I hear them chattering away to each other as they walk to the carpark, towards Matt’s truck. The truck he was allegedly leaving here overnight. I glance out of the window and see her leaning against the door of the van, creased in two she’s laughing so hard. Looks like he told her.
‘What’s going on?’ Sam asks, frowning in confusion. ‘And does this mean we can eat all the bags of nuts?’
By this point I have already torn open a packet and shoved a mouthful in. I hold up my finger to gesture for him to wait for a second before I can speak. Or at least speak wi
thout being totally gross.
‘They’re trying to set us up,’ I say finally. ‘Or at least Laura is. I just can’t believe she’s stooped so low as to involve the dishwasher in all this.’
‘Yeah. That is low,’ he replies, mulling over what I’ve told him, while he also eats some peanuts. I look at him and he looks at me. We stay like this for a few seconds, until he winks at me and breaks the moment. It makes me laugh out loud, it’s done with such a Carry On-style exaggeration.
‘Like what you see, little lady?’ he asks.
‘No. I’m just wondering how good you are at catching moving peanuts in your mouth.’
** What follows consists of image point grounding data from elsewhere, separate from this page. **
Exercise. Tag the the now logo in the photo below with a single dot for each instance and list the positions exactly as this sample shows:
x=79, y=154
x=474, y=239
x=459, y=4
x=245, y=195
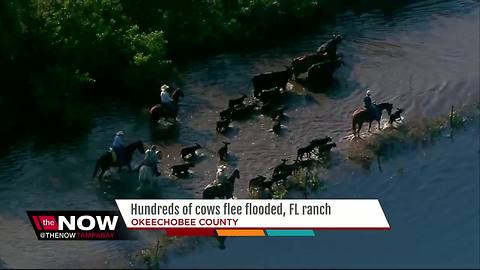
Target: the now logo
x=87, y=223
x=78, y=225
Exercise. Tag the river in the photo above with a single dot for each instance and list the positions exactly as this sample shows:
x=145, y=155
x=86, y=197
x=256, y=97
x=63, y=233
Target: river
x=423, y=57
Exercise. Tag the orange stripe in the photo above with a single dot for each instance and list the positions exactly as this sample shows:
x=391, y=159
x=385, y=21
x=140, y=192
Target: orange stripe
x=241, y=233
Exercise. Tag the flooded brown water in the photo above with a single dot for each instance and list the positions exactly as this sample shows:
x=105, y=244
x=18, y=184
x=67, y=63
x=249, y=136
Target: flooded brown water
x=423, y=57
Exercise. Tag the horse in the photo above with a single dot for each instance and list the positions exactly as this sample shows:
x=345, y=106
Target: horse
x=146, y=175
x=189, y=151
x=106, y=160
x=181, y=170
x=158, y=111
x=395, y=116
x=305, y=151
x=238, y=101
x=277, y=126
x=361, y=116
x=223, y=151
x=221, y=190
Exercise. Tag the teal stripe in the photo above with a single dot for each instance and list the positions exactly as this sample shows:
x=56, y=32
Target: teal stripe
x=290, y=232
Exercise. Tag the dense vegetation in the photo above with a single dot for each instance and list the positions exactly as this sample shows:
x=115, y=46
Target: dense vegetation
x=57, y=56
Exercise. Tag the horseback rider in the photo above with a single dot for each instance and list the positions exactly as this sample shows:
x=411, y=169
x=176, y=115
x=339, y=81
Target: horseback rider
x=151, y=159
x=167, y=101
x=119, y=147
x=221, y=175
x=370, y=105
x=329, y=48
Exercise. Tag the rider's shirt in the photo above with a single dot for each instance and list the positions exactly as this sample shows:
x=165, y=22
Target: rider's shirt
x=165, y=97
x=118, y=142
x=368, y=102
x=221, y=176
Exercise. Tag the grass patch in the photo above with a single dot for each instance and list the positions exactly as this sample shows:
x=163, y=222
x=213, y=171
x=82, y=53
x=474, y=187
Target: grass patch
x=394, y=140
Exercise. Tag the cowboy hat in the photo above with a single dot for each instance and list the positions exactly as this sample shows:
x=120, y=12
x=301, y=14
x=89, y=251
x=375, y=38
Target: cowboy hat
x=164, y=87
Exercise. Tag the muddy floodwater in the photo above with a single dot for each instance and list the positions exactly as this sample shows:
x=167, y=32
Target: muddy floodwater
x=423, y=57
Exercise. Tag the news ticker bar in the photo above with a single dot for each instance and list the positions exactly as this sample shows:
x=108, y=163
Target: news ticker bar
x=251, y=218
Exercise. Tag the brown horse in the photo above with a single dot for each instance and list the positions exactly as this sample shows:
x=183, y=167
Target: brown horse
x=361, y=116
x=157, y=111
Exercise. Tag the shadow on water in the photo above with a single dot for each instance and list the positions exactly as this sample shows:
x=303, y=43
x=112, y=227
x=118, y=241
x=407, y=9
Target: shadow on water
x=423, y=44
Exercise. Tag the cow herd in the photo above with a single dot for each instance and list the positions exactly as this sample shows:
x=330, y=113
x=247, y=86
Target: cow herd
x=269, y=94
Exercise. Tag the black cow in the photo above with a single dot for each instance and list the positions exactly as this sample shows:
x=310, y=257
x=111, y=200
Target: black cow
x=270, y=80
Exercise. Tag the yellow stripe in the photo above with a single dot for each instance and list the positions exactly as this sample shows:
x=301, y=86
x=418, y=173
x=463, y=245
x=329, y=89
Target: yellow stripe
x=241, y=233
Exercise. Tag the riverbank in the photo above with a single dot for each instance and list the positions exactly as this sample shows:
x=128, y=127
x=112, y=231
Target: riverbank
x=59, y=58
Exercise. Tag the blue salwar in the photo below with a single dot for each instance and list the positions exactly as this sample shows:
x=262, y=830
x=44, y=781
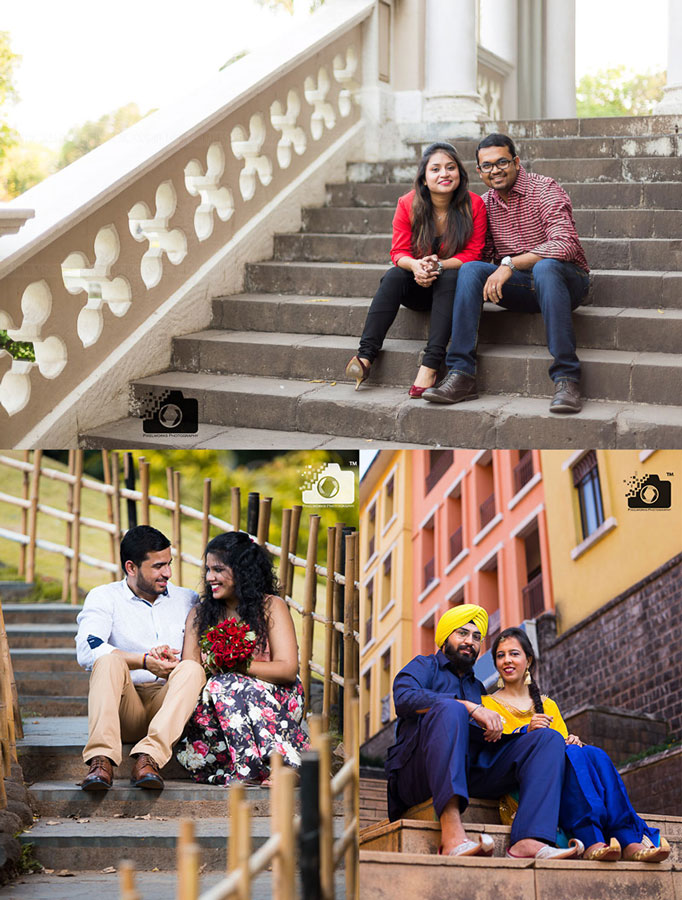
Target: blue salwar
x=594, y=802
x=438, y=753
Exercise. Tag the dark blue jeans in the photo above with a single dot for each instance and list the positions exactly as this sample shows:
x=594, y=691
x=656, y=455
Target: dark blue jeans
x=555, y=289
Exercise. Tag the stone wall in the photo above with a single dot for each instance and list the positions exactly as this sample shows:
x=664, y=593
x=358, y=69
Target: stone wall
x=655, y=784
x=627, y=654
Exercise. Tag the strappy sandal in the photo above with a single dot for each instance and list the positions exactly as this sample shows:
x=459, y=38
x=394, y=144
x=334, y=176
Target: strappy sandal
x=575, y=848
x=358, y=370
x=484, y=846
x=651, y=852
x=610, y=852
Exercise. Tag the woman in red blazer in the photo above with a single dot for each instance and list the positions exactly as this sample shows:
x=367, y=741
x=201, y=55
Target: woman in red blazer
x=437, y=226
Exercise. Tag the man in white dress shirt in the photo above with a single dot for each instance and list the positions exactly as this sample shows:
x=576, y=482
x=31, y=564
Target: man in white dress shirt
x=130, y=634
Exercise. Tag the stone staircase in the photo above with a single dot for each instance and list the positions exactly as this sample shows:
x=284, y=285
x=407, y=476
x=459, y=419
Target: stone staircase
x=270, y=369
x=406, y=851
x=88, y=832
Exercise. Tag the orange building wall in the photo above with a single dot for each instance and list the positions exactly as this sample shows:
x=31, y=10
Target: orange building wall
x=491, y=569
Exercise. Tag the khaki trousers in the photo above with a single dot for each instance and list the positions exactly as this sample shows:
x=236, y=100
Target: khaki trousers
x=153, y=714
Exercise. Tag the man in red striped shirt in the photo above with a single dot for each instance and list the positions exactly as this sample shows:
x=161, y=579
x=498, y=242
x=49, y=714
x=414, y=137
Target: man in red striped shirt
x=538, y=265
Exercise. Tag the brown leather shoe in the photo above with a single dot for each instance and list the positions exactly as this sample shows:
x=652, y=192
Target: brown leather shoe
x=454, y=388
x=101, y=775
x=566, y=398
x=146, y=773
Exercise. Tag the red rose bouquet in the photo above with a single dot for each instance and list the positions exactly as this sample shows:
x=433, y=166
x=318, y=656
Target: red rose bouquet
x=226, y=645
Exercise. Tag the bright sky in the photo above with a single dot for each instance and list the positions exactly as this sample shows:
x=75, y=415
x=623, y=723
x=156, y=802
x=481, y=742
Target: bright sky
x=83, y=59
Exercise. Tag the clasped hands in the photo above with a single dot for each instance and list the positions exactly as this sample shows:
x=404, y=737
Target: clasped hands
x=162, y=660
x=425, y=270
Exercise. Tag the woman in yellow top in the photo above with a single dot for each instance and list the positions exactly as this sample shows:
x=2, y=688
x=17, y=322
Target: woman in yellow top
x=595, y=807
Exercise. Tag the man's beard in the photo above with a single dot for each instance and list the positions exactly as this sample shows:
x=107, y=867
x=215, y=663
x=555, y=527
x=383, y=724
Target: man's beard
x=461, y=662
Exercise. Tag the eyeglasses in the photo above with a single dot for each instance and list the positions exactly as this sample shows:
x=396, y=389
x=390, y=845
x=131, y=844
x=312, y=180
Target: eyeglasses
x=501, y=164
x=475, y=636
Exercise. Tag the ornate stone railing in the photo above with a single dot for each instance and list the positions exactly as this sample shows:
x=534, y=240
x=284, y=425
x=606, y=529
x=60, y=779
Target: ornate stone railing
x=129, y=243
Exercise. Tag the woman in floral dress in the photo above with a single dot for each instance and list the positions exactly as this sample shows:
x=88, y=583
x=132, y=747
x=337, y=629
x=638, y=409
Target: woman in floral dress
x=242, y=717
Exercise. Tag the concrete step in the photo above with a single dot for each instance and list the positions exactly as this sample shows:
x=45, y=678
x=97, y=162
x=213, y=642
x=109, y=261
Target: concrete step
x=433, y=877
x=319, y=281
x=51, y=659
x=381, y=413
x=44, y=684
x=622, y=375
x=419, y=836
x=597, y=195
x=48, y=613
x=52, y=747
x=591, y=223
x=105, y=841
x=563, y=169
x=663, y=254
x=41, y=705
x=178, y=799
x=596, y=327
x=38, y=635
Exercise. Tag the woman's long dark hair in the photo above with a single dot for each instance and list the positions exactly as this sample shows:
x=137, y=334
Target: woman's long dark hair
x=254, y=580
x=520, y=635
x=459, y=223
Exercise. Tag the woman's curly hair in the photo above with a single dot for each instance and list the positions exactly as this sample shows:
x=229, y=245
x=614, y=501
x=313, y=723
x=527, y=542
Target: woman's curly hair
x=520, y=635
x=254, y=580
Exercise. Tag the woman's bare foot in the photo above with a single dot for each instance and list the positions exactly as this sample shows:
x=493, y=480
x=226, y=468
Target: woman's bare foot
x=426, y=377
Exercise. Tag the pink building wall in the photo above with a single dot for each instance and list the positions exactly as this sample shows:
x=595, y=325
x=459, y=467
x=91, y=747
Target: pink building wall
x=503, y=538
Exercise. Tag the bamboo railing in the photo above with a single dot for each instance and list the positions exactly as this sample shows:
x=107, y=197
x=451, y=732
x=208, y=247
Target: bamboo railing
x=279, y=851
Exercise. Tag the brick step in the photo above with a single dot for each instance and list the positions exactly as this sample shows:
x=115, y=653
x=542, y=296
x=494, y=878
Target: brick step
x=662, y=254
x=598, y=195
x=50, y=659
x=433, y=877
x=44, y=684
x=380, y=413
x=622, y=375
x=41, y=635
x=591, y=223
x=421, y=836
x=47, y=613
x=619, y=288
x=42, y=705
x=597, y=327
x=583, y=171
x=178, y=799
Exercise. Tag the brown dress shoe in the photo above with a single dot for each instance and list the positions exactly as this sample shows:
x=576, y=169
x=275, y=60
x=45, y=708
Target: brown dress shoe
x=146, y=773
x=566, y=397
x=101, y=775
x=454, y=388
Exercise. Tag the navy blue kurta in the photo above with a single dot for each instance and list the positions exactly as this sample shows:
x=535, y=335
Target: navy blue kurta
x=440, y=753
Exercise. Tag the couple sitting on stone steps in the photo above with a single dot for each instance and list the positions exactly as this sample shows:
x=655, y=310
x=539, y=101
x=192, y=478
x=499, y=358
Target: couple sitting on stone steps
x=143, y=688
x=517, y=247
x=452, y=740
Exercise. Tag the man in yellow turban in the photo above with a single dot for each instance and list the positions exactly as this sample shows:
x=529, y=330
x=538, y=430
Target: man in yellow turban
x=448, y=746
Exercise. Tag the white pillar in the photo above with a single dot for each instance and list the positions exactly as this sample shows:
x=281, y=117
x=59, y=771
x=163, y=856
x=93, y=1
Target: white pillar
x=559, y=76
x=671, y=103
x=450, y=93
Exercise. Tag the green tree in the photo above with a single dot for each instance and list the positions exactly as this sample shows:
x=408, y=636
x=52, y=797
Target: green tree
x=8, y=92
x=619, y=92
x=84, y=138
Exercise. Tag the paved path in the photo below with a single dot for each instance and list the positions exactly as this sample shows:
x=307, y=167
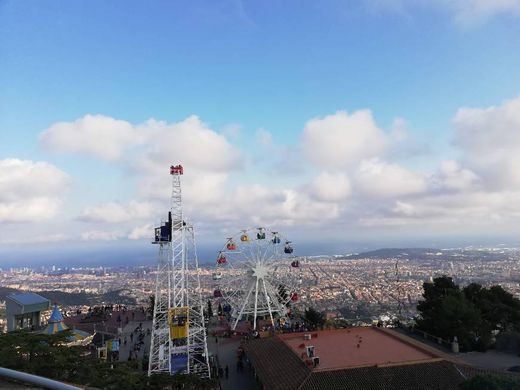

‘It’s one of my all-time specialist skills. Take me for a test drive, if you like.’
He leans back and angles his head into a position that suggests he has played this game before. He opens his mouth and I do an upward throw that arcs high before it drops, and he darts his face rapidly to one side so it lands perfectly.
‘Wow,’ I say. ‘You are almost at international level there.’
‘I know,’ he replies, looking proud of himself. ‘I could have played for Ireland. So. Laura’s trying to fix us up, is she?’
‘Yes. I think she’s actually been trying to fix us up since the summer.’
‘The photos, you mean?’
‘Yeah. The ones of you parading around almost naked, strutting your stuff like you were modelling for a Coastal Ranger calendar.’
‘That,’ he answers, pointing at me, ‘is actually a genius of an idea. We could do it for charity, with strategically placed belemnites over our man parts…’
‘How big a belemnite?’
‘That’d be telling, now, wouldn’t it? So – how do you feel about this whole setting-up business? I have to be truthful. I think it’s inevitable. You and me, getting together.’